Le fiamme, alimentate dal forte vento e dalle temperature torride di questi giorni, hanno raggiunto quota 1.050 metri, divorando ettari di vegetazione e minacciando anche aree abitate. La colonna di fumo, alta e densa, è visibile da gran parte della provincia di Napoli, generando paura e preoccupazione tra i residenti. La macchina dei soccorsi si è attivata immediatamente, con una cabina di comando d’emergenza istituita presso il campo sportivo di Terzigno e un tavolo permanente in Prefettura a Napoli.
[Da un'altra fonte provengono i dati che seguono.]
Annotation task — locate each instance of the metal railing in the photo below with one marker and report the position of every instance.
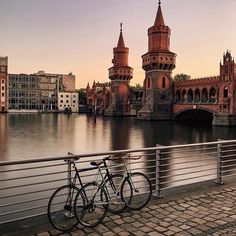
(26, 185)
Sul posto sono impegnati dieci mezzi aerei, sei Canadair della flotta nazionale e quattro elicotteri regionali, che dall’alba si alternano nei lanci d’acqua, supportati da squadre di terra della Protezione Civile, Vigili del Fuoco, Carabinieri forestali, Sma Campania, volontari e unità dell’Esercito. Quest’ultimo è intervenuto per il controllo della viabilità e la sorveglianza delle vasche di approvvigionamento idrico utilizzate dai velivoli.

Secondo le prime stime, il fronte delle fiamme supera i due chilometri, con centinaia di ettari già distrutti. Il sindaco di Terzigno, Francesco Ranieri, parla di «ore terribili» e conferma il sospetto di dolo, mentre il presidente del Parco, Raffaele De Luca, esprime forte preoccupazione per le conseguenze ambientali. Coldiretti Campania segnala la distruzione di viti centenarie di Lacryma Christi DOP, pronte per la vendemmia e di albicocche vesuviane, simbolo della tradizione agricola locale. Una ferita profonda che ricorda il devastante incendio doloso del 2017. Nella giornata di ieri, la Protezione Civile regionale ha dovuto fronteggiare anche altri due roghi in Campania: uno a Mercato San Severino, in provincia di Salerno, e uno a Frasso Telesino, nel Beneventano. In totale, oltre 50 incendi sono stati segnalati in meno di 24 ore nella regione, confermando l’emergenza incendi che sta mettendo a dura prova uomini, mezzi e territori.